A number of our customers purchased a significant amount of product in the second half of our 2022 financial year to prepare for an Omicron wave that eventually required less intensive respiratory support than was expected at the time. As this half has progressed, we saw signs that customers were working through their excess inventory, and sales of our Hospital consumables have increased month on month since May. This trend has continued through the early stages of our second half. Ultimately, we see these stocking dynamics as short-term, and the fundamentals of our sales strategy remain the same. Our teams are committed to helping improve clinical practice and ensuring our hardware is used to benefit a broader range of patients requiring respiratory support. Now, let's move on to our Homecare product group on page eight.
Homecare operating revenue was NZD 249.9 million, up 10% on the first half of 2022 or 4% in constant currency. OSA masks and accessories revenue was up 16% or 10% in constant currency, and a significant contributor to this was the strong reception of our Evora Full face mask. We received 510(k) clearance in April in the United States, and the feedback from clinicians and end users has been very positive. Now I'll hand over to our CFO, Lyndal York, for a more detailed look at the financials. Lyndal?
Thanks, Lewis, and good morning, everyone. On page nine, gross margin decreased by 325 basis points to 59.8% for the half compared to the prior corresponding period, down 533 basis points in constant currency. The cost of freight continues to be elevated. The increased proportion of air freight and elevated rates compared to pre-COVID-19 rates impacted our constant currency growth margin by approximately 290 basis points for the half. This compares to a 190 basis point impact in the first half last year, as the average road and inbound air freight rates were higher than the same period last year.
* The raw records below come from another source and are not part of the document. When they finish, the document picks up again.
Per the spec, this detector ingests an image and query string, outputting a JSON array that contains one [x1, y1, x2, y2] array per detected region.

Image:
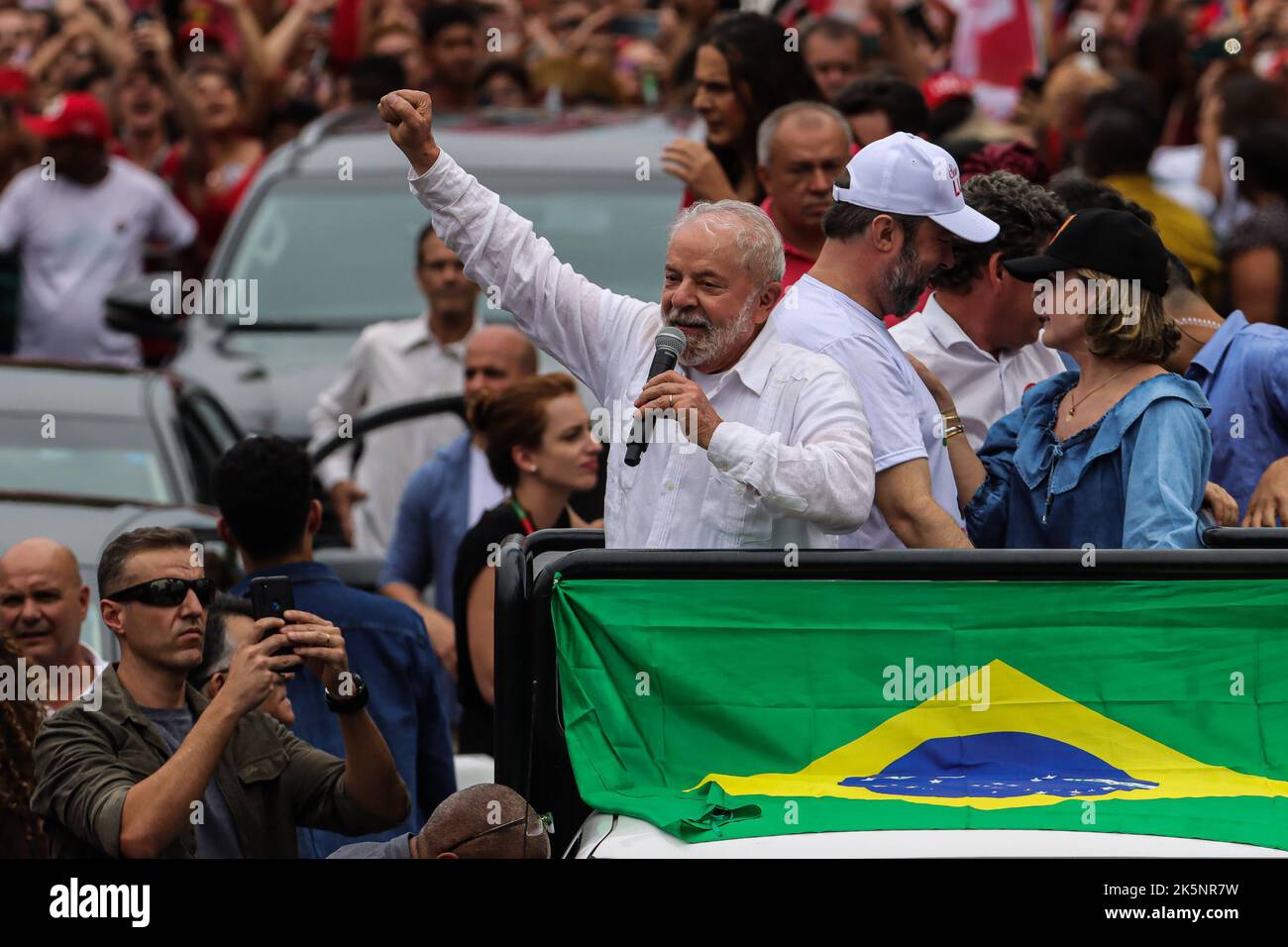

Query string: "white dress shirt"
[[408, 154, 873, 549], [890, 294, 1064, 451], [309, 314, 469, 557], [0, 156, 197, 366], [770, 274, 965, 549]]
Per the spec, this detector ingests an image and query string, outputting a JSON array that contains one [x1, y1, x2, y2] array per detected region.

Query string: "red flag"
[[952, 0, 1038, 97]]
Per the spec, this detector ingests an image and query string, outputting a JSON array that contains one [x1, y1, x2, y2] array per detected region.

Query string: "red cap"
[[22, 91, 112, 143], [921, 72, 974, 112], [0, 68, 31, 95]]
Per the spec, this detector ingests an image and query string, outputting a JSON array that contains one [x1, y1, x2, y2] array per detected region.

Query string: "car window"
[[218, 175, 675, 323], [0, 412, 175, 504]]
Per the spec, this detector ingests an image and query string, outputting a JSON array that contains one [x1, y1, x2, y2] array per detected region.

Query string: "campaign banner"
[[551, 579, 1288, 849]]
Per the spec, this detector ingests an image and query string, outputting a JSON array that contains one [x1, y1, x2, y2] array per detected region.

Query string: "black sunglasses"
[[103, 579, 215, 608]]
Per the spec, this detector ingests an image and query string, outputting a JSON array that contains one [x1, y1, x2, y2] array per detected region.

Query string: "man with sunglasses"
[[31, 528, 409, 858], [309, 224, 480, 557]]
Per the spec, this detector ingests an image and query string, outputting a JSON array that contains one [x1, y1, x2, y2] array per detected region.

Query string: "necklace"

We have recently been seeing an easing of air freight rates out of New Zealand, which is encouraging.
This half, we have also experienced manufacturing inefficiencies as we have been carefully balancing demand fluctuations with manufacturing throughput and higher sickness-related rates of absenteeism. We saw sales soften in February. In response, we progressively reduced our production volume and manufacturing workforce. This resulted in under recovery of overhead costs, which are largely fixed, and labor costs during the half. Our second half constant currency gross margin will likely improve from the first half by approximately 200 basis points, with improvements in the labor under recovery and freight, assuming current slightly lower freight rates continue. We expect second half production levels to remain lower than last year as we aim to reduce finished goods inventory. At October 31st, 2022 exchange rates, reported gross margin in the second half would be approximately 61%. Moving on to page 10.
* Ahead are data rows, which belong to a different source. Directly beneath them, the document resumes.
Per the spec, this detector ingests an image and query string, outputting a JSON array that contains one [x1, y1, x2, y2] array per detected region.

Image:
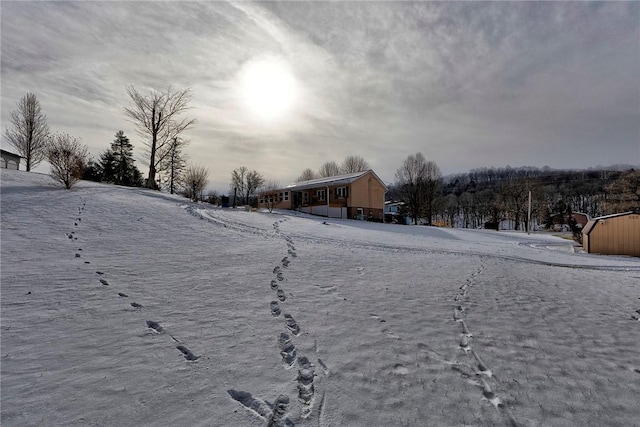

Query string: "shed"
[[582, 211, 640, 257], [0, 149, 22, 170]]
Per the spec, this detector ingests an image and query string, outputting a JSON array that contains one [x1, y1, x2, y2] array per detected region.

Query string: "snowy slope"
[[0, 170, 640, 426]]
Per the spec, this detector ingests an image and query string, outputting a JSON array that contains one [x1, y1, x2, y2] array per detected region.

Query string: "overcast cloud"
[[0, 1, 640, 192]]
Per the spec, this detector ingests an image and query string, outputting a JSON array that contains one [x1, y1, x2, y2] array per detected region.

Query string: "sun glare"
[[240, 59, 296, 121]]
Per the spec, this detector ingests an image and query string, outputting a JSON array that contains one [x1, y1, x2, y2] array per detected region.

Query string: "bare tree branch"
[[4, 93, 49, 172], [124, 85, 196, 188]]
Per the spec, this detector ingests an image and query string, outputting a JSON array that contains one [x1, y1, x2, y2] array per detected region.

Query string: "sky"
[[0, 1, 640, 192]]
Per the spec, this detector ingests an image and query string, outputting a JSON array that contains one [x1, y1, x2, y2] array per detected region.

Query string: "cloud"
[[0, 2, 640, 190]]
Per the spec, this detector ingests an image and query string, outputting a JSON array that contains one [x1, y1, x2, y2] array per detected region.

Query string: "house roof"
[[0, 148, 24, 159], [285, 169, 387, 191], [582, 211, 638, 235]]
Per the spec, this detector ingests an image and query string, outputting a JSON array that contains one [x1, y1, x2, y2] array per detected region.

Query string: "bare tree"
[[4, 93, 49, 172], [245, 170, 264, 204], [158, 137, 188, 194], [46, 133, 88, 189], [423, 160, 442, 225], [124, 85, 196, 189], [231, 166, 249, 205], [318, 160, 340, 178], [260, 179, 280, 213], [605, 169, 640, 213], [296, 168, 317, 182], [340, 156, 371, 173], [184, 165, 209, 202], [396, 153, 426, 224]]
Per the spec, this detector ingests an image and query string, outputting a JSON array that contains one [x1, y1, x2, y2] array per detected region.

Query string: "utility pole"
[[527, 190, 531, 235]]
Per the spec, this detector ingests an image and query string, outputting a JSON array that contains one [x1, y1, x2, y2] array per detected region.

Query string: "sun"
[[240, 58, 296, 121]]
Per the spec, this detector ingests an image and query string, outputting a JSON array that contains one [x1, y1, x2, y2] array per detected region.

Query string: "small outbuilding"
[[0, 149, 22, 170], [582, 211, 640, 257]]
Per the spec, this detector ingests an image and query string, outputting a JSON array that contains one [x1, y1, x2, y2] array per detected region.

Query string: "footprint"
[[284, 313, 300, 336], [176, 345, 200, 362], [393, 363, 409, 375], [297, 356, 316, 410], [318, 358, 329, 376], [147, 320, 164, 333], [270, 301, 282, 317], [227, 389, 277, 426], [278, 332, 296, 368]]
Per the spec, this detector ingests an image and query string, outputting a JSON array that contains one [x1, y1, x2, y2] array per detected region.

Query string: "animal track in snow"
[[278, 332, 297, 368], [269, 301, 282, 317], [227, 389, 272, 419], [147, 320, 164, 333], [297, 356, 316, 418], [393, 363, 409, 375], [176, 345, 200, 362], [284, 313, 300, 336]]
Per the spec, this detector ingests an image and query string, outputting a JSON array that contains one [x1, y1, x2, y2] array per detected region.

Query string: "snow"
[[0, 170, 640, 426]]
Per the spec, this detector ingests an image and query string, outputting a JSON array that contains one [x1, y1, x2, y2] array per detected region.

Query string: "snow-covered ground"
[[0, 170, 640, 426]]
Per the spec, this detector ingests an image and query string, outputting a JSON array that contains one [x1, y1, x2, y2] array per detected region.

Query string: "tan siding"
[[584, 214, 640, 256]]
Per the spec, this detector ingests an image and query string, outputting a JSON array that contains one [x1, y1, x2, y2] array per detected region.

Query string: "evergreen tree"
[[98, 149, 117, 183], [110, 130, 137, 186]]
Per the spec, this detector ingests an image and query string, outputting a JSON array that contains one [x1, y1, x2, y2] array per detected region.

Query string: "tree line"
[[4, 90, 640, 224], [388, 158, 640, 230], [4, 86, 209, 200]]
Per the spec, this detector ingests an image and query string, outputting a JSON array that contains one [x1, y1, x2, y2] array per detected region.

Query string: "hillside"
[[0, 170, 640, 427]]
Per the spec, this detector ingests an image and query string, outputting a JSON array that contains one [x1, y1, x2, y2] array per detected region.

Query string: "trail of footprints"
[[269, 218, 316, 418], [65, 198, 200, 362], [452, 265, 519, 427]]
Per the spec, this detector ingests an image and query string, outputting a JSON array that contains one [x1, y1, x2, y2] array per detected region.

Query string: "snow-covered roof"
[[582, 211, 638, 234], [285, 169, 387, 190]]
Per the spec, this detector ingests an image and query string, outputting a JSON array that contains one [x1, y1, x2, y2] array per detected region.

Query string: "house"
[[582, 211, 640, 257], [0, 149, 22, 170], [258, 170, 387, 222], [384, 200, 411, 225]]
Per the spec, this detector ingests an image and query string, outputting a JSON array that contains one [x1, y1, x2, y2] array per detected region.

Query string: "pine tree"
[[111, 130, 137, 186], [98, 149, 117, 182]]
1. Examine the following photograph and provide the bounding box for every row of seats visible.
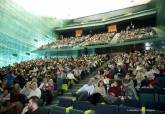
[139,88,165,104]
[45,98,165,114]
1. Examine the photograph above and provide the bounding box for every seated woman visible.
[107,80,121,103]
[76,78,95,101]
[122,79,138,100]
[89,80,106,105]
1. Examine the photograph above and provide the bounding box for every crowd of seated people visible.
[0,55,106,114]
[40,27,156,49]
[118,27,156,41]
[80,33,115,46]
[76,50,165,104]
[41,35,90,49]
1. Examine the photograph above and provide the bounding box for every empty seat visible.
[122,99,141,108]
[157,77,165,88]
[95,104,118,114]
[50,98,73,112]
[118,106,141,114]
[139,88,155,104]
[146,110,165,114]
[158,89,165,103]
[73,101,92,111]
[58,98,73,107]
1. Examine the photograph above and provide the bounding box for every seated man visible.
[21,96,51,114]
[76,79,95,101]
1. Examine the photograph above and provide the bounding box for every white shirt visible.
[67,72,75,79]
[77,84,95,95]
[28,88,41,98]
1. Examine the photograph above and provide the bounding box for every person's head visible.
[43,77,48,83]
[28,96,40,111]
[88,78,94,86]
[48,79,54,84]
[31,82,38,90]
[97,80,104,87]
[111,80,118,87]
[123,79,130,87]
[3,88,9,95]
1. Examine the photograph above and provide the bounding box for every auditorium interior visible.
[0,0,165,114]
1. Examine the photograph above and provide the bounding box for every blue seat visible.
[49,98,73,112]
[95,104,118,114]
[118,106,141,114]
[157,77,165,88]
[158,89,165,103]
[58,98,73,107]
[155,103,165,111]
[122,99,141,108]
[139,88,155,104]
[146,110,165,114]
[49,110,67,114]
[73,101,92,111]
[69,109,84,114]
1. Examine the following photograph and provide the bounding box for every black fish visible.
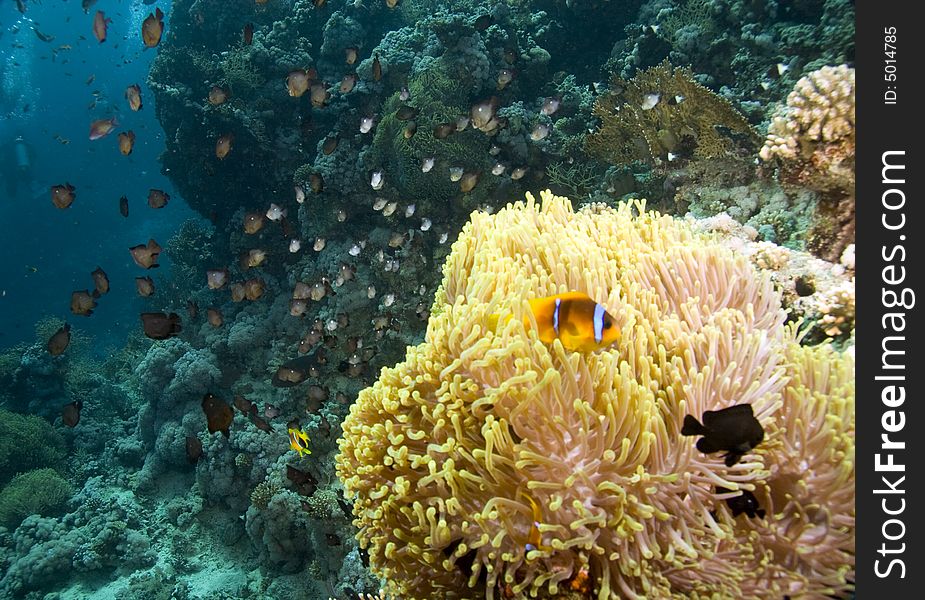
[716,487,765,519]
[681,404,764,467]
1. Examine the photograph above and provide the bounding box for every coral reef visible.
[0,408,64,485]
[759,65,855,261]
[337,192,854,599]
[611,0,855,124]
[587,62,757,165]
[0,468,74,528]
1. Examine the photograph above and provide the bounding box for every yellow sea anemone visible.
[337,192,854,600]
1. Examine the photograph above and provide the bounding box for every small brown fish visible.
[51,183,77,210]
[128,239,162,269]
[125,83,141,112]
[135,277,154,298]
[681,404,764,467]
[286,464,318,496]
[119,130,135,156]
[308,173,324,194]
[233,394,255,415]
[434,122,456,140]
[373,54,382,81]
[148,188,170,208]
[141,8,164,48]
[215,133,234,160]
[141,313,183,340]
[209,85,228,106]
[90,117,117,140]
[206,269,228,290]
[472,13,493,31]
[186,435,202,465]
[71,290,96,317]
[202,394,234,437]
[321,135,340,156]
[90,267,109,298]
[286,69,311,98]
[93,10,112,44]
[344,46,358,65]
[340,73,357,94]
[498,69,514,90]
[716,487,765,519]
[48,323,71,356]
[311,82,331,108]
[395,105,420,121]
[244,277,266,302]
[241,248,267,270]
[206,308,225,328]
[61,400,84,427]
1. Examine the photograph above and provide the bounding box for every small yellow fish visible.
[488,292,620,352]
[289,423,312,458]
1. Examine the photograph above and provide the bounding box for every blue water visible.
[0,0,194,352]
[0,0,854,600]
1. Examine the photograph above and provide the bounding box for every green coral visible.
[586,61,758,165]
[546,161,601,196]
[0,469,74,528]
[221,45,266,96]
[367,60,491,202]
[0,408,64,482]
[251,479,282,510]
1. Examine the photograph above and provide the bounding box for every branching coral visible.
[586,61,756,165]
[759,65,855,262]
[0,469,74,527]
[759,65,855,191]
[337,192,854,600]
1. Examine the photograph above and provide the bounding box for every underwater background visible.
[0,0,855,600]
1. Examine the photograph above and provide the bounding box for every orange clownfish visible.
[488,292,620,352]
[289,423,312,458]
[524,494,552,552]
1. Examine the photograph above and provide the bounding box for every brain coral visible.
[337,192,854,600]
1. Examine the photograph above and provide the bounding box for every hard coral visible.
[0,408,64,485]
[586,61,756,165]
[0,469,74,527]
[337,192,854,600]
[759,65,855,191]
Total operating expenses grew 8% or 3% in constant currency. Operating margin was 18% as we continued our focused investment through the demand fluctuations over the last few years. R&D expenses grew 11% to NZD 84 million as longer term projects accelerate. R&D expenses were 12% of revenue for the half. We are estimating that 60% of our R&D spend will be eligible for the 15% R&D tax credit this year. SG&A expenses increased 7% to NZD 202 million and were flat in constant currency. Our sales expenses grew 11% in constant currency as we continued our investment to support the strong hardware sales through COVID and deliver on our anesthesia opportunity. This was offset primarily by a reduction in our profit sharing schemes.
Travel and sale events have increased. We estimate they were about 2/3 of the normal expected level for the half, up from about a 1/3 of normal levels last year. We anticipate that they'll continue to increase and approach approximately 3/4 of normal levels for the full year. We are targeting operating expense constant currency growth of 8% for the full year, with R&D being about 15% and SG&A about 5%. At October 31st, 2022 exchange rates, reported operating expense growth would be around 14%. Moving on to page 11. Operating cash flow this year was NZD 2 million, reflecting the lower profit. Our working capital increased as inventory grew and payables reduced.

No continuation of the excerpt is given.